Project Apollo was born sometime during July of 1998 and was founded
by myself, Joe Kislo. I was
examining Java servlets as a viable platform for developing my future web
applications. I had previously used perl, perl with FastCGI, Python, and
finally Python with FastCGI. Servlets appeared to be architecturally
superior to all my previous programming environments, but still lacked from
a common weakness. Servlets although more sophisticated, still kicked you
out at the curb -- the doService() method. You were responsible for putting
some code behind that method, which made everything work. It became clear that servlets written at one
company, would end up looking -nothing- like servlets written at a different
company. No common framework existed. The first service written for
apollo was the session system replacement for the JSDK. When I was
examining the session system specified by the JSDK, and the first
implementation in the JWS, I found some serious limitations. The servlet
specifications were too lax on specifying a sessioning system which would be consistent
across servlet implementations. Also, it was geared mostly at
keeping sessions through the use of cookies. Cookies are something I have
never used, and it became clear that a consistant sessioning system was
needed, one which specifically catered to cookieless sessions, making them
easy, if not easier then cookie based sessions, with all the advantages of
avoiding the use of cookies.
Once the sessioning system was complete, the PageManager was built,
forming the backbone of the Apollo Framework.

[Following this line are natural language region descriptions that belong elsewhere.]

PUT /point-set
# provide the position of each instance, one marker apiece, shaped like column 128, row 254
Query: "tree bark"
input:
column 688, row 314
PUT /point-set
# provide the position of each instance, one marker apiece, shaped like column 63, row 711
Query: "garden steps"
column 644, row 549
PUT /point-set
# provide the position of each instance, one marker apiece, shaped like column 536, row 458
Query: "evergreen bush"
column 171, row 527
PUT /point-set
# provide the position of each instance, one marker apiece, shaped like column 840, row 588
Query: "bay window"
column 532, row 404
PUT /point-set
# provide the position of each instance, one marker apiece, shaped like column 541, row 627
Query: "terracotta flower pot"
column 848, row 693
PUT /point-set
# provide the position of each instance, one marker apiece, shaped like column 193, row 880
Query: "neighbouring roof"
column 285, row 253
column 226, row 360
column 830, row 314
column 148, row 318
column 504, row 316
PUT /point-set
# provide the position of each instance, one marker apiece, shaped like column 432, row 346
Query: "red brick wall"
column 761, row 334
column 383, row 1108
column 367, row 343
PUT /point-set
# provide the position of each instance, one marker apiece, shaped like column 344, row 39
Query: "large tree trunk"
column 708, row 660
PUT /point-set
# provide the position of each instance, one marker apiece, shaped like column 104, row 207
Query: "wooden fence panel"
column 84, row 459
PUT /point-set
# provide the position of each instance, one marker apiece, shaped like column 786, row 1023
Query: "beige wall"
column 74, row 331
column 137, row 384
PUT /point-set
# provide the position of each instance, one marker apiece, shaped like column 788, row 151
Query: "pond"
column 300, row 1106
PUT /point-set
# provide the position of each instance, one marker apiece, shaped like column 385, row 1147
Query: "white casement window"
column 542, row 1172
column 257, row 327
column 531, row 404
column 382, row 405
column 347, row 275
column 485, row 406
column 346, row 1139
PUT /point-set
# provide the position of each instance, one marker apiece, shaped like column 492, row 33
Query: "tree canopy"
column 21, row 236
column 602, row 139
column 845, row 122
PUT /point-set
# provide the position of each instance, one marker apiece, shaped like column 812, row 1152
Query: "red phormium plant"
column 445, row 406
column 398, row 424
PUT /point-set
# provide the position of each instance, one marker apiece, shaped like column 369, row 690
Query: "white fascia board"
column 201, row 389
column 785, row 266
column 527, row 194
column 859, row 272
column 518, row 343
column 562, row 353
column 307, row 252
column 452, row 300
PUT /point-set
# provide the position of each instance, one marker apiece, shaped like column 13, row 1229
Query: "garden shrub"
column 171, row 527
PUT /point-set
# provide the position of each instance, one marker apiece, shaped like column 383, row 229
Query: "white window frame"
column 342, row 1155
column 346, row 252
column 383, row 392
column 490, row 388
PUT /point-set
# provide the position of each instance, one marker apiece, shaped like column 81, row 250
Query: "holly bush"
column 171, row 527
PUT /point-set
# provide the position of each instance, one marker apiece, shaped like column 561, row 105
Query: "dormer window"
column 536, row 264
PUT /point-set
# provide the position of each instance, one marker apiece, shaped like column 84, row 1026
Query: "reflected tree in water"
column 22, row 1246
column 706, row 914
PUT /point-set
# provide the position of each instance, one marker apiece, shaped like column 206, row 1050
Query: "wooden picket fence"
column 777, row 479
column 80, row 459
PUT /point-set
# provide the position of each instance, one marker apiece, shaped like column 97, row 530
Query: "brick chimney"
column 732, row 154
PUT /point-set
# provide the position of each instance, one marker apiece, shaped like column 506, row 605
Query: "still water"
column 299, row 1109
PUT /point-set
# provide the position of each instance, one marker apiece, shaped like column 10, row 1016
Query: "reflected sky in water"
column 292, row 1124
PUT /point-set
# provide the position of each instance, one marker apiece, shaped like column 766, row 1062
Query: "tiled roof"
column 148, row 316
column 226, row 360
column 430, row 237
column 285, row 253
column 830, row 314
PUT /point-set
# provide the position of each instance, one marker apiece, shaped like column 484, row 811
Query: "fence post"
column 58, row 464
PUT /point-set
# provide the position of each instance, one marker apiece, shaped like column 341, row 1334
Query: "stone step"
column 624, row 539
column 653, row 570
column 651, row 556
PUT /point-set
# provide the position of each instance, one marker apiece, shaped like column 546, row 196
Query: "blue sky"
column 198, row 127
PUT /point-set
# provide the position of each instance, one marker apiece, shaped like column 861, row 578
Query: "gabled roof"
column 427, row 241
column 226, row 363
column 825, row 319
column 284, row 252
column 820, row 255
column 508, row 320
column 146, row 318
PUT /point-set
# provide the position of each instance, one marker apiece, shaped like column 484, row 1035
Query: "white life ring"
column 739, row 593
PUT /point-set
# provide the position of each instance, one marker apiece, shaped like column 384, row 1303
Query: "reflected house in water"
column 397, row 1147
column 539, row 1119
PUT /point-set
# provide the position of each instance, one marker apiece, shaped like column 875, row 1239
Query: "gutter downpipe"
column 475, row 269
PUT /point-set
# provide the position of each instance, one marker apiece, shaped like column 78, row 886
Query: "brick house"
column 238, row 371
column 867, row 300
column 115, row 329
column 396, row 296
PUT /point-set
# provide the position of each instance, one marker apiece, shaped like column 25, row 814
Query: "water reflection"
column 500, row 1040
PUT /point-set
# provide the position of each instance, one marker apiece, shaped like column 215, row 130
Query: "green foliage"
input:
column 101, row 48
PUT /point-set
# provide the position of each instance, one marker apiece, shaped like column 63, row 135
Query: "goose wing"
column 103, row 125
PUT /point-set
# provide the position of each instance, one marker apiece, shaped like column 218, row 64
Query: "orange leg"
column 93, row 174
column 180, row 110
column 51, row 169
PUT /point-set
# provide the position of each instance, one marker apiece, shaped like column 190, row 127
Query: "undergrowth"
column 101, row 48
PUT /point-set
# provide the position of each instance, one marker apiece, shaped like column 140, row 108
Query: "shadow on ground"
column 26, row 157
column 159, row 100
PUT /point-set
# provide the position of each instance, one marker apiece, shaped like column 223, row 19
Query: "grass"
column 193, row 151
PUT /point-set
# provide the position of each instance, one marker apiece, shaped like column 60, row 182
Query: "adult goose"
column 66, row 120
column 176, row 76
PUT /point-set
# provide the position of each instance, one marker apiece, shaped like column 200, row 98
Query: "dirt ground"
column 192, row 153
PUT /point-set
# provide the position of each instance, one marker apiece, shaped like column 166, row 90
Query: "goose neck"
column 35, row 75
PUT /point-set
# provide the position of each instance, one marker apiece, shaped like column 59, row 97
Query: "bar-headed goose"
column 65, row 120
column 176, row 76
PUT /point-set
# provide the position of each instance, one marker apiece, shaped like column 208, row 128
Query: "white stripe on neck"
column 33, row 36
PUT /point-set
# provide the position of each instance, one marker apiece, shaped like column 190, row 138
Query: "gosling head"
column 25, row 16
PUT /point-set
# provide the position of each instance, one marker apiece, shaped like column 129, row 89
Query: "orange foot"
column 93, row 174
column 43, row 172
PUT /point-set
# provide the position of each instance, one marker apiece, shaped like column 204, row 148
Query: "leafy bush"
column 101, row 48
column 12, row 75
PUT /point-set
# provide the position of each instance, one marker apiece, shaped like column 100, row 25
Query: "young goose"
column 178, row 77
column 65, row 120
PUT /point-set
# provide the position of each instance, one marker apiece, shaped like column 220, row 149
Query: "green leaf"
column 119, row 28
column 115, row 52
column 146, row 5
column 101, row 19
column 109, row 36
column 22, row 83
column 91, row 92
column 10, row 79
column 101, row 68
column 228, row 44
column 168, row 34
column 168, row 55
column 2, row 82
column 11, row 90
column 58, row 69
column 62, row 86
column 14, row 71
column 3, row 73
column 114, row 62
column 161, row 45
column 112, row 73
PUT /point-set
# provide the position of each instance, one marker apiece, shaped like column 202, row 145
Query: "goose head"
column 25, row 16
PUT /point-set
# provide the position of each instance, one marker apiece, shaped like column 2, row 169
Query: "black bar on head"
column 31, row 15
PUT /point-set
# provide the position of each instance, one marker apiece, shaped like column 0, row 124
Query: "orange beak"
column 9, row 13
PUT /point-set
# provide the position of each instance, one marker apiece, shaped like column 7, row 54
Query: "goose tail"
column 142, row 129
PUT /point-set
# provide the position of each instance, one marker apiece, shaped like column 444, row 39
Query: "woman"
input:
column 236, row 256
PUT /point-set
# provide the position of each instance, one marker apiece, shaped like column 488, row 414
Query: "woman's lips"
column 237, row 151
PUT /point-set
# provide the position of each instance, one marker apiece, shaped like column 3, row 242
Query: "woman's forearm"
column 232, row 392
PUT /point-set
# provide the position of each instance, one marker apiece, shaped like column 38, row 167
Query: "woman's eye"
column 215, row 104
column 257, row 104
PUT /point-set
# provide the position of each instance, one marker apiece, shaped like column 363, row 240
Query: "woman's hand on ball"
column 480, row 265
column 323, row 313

In Fall of 1999, I embarked on my senior honors
thesis. Using the
existing apollo framework as a basis I proposed adding load distribution to
the framework. Using Java's Jini lookup service, Apollo would automatically locate
suitable nodes on the network for sustaining processing load, and
automatically move load to those systems. Jini's lookup services are highly
dynamic, and would allow suitable "RemoteNodes" to come and go as
often as they like. Once this was completed, any application written using
apollo's services could be instantly distributed, by simply activating the
Jini search module in the framework, and running RemoteNode software on
suitable machines. The initial theory was that web traffic is bursty,
bringing on new webservers cannot be done instantly, and the application cannot
suffer if a RemoteNode fails in any manner. Bringing on remote
nodes using Jini can be instantly achieved, and a single machine may act as
"spill over processing power" for multiple apollo applications. Imagine the case where your web application is
suddenly overloaded, and customers start complaining. You can in a matter
of minutes you can simply run the RemoteNode java program on any of your employee's
workstations. Employees can still continue to use their machine, browse
the web, use Microsoft Word, but the RemoteNode software will use their CPU
resources as necessary. If for some unthinkable reason their operating
system crashes, Apollo and Jini automatically compensates, and removes them
from the node pool without interruption of service. You could also imagine
the case where you are running a number of applications for different
clients. You could create a pool of servers which those applications could
draw resources from. Any one of those applications has the entire pool of
resources at it's disposal. If one client is particularly important, you
could possibly devote a single machine which only services requests for that
client. The project was a complete success and my final honors
project paper is available here. Included in that document is also a
lengthy discussion on
benchmarking particular JVMs, probably worth a good read.
I have now used Project Apollo's services in several web
applications, both for commercial production and private use. Project
Apollo has now been released publicly to the open source community, and can be
used to implement commercial and non-commercial web applications.